Dy upholds Padaca's anti-illegal logging drive
BAYOMBONG, Nueva Vizcaya , Philippines – Proving he was not abetting illegal logging activities as critics accused him in the last elections, Isabela Gov. Faustino Dy III vowed to continue the anti-illegal logging efforts of his predecessor, former governor Grace Padaca.
Dy, whose family had been accused of even engaging in illegal logging by their political detractors, said he will maintain the anti-illegal logging task force created by Padaca, a fierce critic of the Dys, during her term.
Padaca’s task force had been deputized by then Environment Secretary Lito Atienza to run after illegal loggers and timber poachers in efforts to save Isabela’s remaining forest cover, including the heavily-threatened Northern Sierra Madre Natural Park.
“Of course, we will be changing the membership of the task force to make it more representative of our constituents by including members from the various sectors of society,” Dy said.
Some two million board feet of lumber or logs, believed to have been illegally cut inside Isabela’s Sierra Madre, part of the bio-diversity corridor that stretches from Cagayan to Quezon, had been seized by Padaca’s task force during her six years as Isabela governor.
The Padaca camp had accused the Dy family and their allies of being among those responsible for the rapid denudation of the forests in the province, adding that illegal logging will begin again once her rivals win.
“That is a blatant lie.
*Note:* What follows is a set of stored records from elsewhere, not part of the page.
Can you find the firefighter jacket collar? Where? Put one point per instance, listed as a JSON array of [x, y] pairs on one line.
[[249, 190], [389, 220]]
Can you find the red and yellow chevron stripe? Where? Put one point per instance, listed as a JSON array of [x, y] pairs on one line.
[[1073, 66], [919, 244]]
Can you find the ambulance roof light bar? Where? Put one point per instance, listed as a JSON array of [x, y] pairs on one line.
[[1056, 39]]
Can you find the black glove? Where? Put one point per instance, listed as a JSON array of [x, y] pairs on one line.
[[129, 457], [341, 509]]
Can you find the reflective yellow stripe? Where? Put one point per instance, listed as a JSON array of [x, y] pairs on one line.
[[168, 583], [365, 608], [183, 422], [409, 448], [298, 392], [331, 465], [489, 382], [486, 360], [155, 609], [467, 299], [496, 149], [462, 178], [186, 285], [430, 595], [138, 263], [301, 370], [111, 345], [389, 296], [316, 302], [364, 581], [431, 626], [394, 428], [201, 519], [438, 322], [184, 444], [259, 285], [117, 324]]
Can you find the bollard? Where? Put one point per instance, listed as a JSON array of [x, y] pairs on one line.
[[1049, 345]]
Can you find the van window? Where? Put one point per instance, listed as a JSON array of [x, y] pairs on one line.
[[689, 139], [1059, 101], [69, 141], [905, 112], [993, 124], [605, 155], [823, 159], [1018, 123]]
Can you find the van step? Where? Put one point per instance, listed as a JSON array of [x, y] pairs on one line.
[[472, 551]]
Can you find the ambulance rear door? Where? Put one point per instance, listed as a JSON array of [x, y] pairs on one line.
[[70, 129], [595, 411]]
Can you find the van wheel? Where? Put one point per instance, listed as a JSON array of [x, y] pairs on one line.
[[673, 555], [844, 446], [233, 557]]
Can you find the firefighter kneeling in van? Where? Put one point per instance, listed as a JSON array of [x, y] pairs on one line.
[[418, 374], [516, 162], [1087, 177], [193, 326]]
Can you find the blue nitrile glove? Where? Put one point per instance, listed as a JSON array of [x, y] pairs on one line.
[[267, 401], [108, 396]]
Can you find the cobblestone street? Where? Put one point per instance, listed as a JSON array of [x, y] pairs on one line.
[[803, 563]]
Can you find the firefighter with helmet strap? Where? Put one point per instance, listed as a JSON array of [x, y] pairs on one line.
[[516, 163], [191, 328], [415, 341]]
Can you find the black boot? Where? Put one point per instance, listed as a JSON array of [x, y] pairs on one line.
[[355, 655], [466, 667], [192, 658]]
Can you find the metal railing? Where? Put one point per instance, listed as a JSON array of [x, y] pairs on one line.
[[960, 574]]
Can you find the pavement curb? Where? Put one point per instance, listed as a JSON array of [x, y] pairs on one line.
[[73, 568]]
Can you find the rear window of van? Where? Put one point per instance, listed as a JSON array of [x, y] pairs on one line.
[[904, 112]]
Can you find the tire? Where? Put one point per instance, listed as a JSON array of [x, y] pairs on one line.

We also have children and we will not allow our name to be besmirched by such illegal acts,” he said.
Dy, a former three-term congressman, defeated Padaca in the last elections, regaining the province’s top post, which their family had held for more than three decades before Padaca defeated Dy’s brother, then incumbent governor Faustino Dy Jr., in 2004.
Padaca, also a former hard-hitting radio commentator, had been accusing the Dys as one of those allegedly responsible in denuding significant parts of the province’s Sierra Madre, said to be the second largest remaining forest cover in the country.
In related developments, Dy expressed concern for the thousands of board feet of illegal lumber confiscated by the task force during Padaca’s two terms which, he said, have been left rotting at the provincial capitol compound for the past years.